Mazzucato – Aquecimento global. Não só energia solar e eólica, mas transformar como vários setores funcionam, e colocar todos na direção verde, o que a Alemanha está tentando fazer. Fiz um trabalho com Carlota Perez argumentando que a suburbanização foi uma politica do governo que direcionou a produção em massa. A revolução verde pode ser uma direção para a tecnologia da informação. 

Há muita conversa sobre o cérebro também. Mas as coisas só são interessantes quando tem um propósito. A tecnologia de informação pode ser usada para fazer as pessoas comprarem melhor ou para transformar o sistema de saúde. Essas escolhas precisam ser feitas, e historicamente sempre foram feitas por governos. E dentro dessas escolhas, permite-se ao setor privado ser um pouco louco e explorar. 

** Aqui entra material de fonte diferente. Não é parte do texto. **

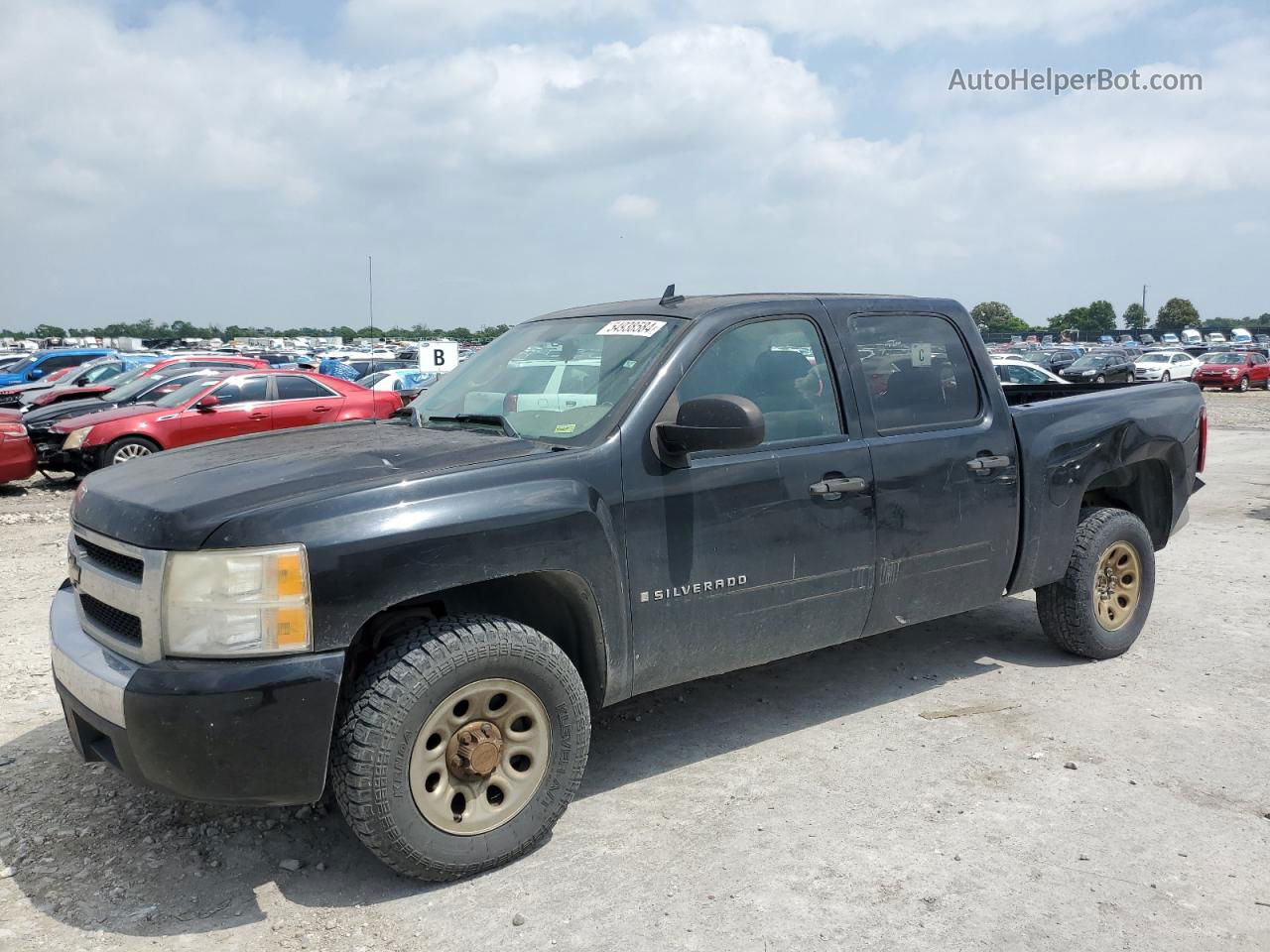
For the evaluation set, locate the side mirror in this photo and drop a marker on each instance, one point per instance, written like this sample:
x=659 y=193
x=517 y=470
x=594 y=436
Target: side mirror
x=716 y=421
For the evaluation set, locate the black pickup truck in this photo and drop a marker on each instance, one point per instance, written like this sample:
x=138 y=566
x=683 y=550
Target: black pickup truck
x=425 y=612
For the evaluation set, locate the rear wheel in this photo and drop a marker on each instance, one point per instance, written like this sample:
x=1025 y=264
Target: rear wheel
x=1098 y=607
x=461 y=747
x=125 y=451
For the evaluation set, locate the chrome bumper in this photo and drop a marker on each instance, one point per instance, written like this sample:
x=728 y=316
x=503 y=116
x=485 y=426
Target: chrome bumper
x=94 y=674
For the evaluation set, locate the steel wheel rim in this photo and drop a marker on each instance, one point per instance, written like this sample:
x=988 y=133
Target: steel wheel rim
x=437 y=783
x=134 y=451
x=1118 y=585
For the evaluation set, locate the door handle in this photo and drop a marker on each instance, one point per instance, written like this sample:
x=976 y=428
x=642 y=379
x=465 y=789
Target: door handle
x=982 y=463
x=834 y=488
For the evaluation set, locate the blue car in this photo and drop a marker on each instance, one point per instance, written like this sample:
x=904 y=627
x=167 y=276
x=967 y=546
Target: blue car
x=41 y=363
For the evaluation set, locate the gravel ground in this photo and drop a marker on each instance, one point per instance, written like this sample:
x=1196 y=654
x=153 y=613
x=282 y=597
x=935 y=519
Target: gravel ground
x=804 y=805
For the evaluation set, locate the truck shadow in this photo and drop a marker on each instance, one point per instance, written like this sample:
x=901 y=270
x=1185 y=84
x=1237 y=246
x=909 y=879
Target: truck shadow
x=94 y=852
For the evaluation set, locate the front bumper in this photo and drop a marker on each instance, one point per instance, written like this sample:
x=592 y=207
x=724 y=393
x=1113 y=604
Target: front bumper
x=248 y=731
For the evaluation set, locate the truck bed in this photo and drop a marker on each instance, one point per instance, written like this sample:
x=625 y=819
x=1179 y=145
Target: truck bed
x=1070 y=433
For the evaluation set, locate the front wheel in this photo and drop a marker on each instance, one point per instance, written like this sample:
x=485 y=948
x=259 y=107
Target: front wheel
x=125 y=451
x=1098 y=607
x=462 y=744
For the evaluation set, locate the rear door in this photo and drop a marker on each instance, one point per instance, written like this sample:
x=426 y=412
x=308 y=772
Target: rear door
x=945 y=474
x=244 y=407
x=740 y=557
x=303 y=402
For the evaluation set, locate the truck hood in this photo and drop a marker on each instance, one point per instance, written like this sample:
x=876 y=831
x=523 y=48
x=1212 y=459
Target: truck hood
x=177 y=499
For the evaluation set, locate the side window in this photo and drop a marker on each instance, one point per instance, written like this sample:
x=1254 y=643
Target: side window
x=919 y=373
x=781 y=366
x=253 y=389
x=58 y=363
x=300 y=389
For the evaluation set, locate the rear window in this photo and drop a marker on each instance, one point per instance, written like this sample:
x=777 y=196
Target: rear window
x=921 y=373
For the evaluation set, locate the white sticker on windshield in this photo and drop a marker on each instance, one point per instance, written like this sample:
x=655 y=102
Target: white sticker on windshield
x=631 y=327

O que falta hoje não são ideias – todo mundo fala de inteligência artificial, mas ninguém fala na missão por trás disso, ou dentro de qual problema será aplicado. Não achamos mais que seja sexy ou permitido ao governo ter um sonho, uma visão ou uma missão. Dizem que governos devem abaixar a cabeça, servir aos negócios e pensar só em comercialização e valorização – e isso é deprimente.